DNA repair genes RAD52 and SRS2 , a cell wall synthesis regulator gene SMI1 , and the membrane sterol synthesis scaffold gene ERG28 are important in efficient Agrobacterium -mediated yeast transformation with chromosomal T-DNA

摘要

Background Plant pathogenic Agrobacterium strains can transfer T-DNA regions of their Ti plasmids to a broad range of eukaryotic hosts, including fungi, in vitro . In the recent decade, the yeast Saccharomyces cerevisiae is used as a model host to reveal important host proteins for the Agrobacterium -mediated transformation (AMT). Further investigation is required to understand the fundamental mechanism of AMT, including interaction at the cell surface, to expand the host range, and to develop new tools. In this study, we screened a yeast mutant library for low AMT mutant strains by advantage of a chromosome type T-DNA, which transfer is efficient and independent on integration into host chromosome. Results By the mutant screening, we identified four mutant strains ( srs2Δ , rad52Δ , smi1Δ and erg28Δ ), which showed considerably low AMT efficiency. Structural analysis of T-DNA product replicons in AMT colonies of mutants lacking each of the two DNA repair genes, SRS2 and RAD52 , suggested that the genes act soon after T-DNA entry for modification of the chromosomal T-DNA to stably maintain them as linear replicons and to circularize certain T-DNA simultaneously.
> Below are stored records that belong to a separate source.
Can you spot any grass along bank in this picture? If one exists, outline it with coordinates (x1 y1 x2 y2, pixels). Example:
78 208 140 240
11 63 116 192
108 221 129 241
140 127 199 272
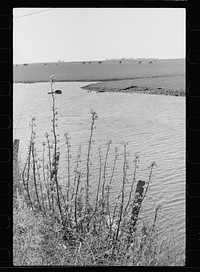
82 75 185 96
13 77 183 266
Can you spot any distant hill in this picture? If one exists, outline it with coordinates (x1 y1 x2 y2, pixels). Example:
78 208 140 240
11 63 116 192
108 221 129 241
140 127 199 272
13 59 185 83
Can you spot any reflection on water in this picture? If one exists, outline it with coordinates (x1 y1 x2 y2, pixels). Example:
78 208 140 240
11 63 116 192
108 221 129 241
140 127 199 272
13 82 185 262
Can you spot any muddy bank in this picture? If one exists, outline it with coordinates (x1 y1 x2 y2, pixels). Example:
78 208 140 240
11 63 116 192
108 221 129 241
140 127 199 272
82 77 185 96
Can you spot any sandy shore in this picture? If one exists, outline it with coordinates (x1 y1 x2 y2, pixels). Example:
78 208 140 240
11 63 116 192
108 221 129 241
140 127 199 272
82 76 185 96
The cell wall synthesis regulator SMI1 might have a role in the cell surface interaction between the donor and recipient cells, but the smi1Δ mutant exhibited pleiotropic effect, i.e. low effector protein transport as well as low AMT for the chromosomal T-DNA, but relatively high AMT for integrative T-DNAs. The ergosterol synthesis regulator/enzyme-scaffold gene ERG28 probably contributes by sensing a congested environment, because growth of erg28Δ strain was unaffected by the presence of donor bacterial cells, while the growth of the wild-type and other mutant yeast strains was suppressed by their presence. Conclusions RAD52 and the DNA helicase/anti-recombinase gene SRS2 are necessary to form and maintain artificial chromosomes through the AMT of chromosomal T-DNA. A sterol synthesis scaffold gene ERG28 is important in the high-efficiency AMT, possibly by avoiding congestion. The involvement of the cell wall synthesis regulator SMI1 remains to be elucidated.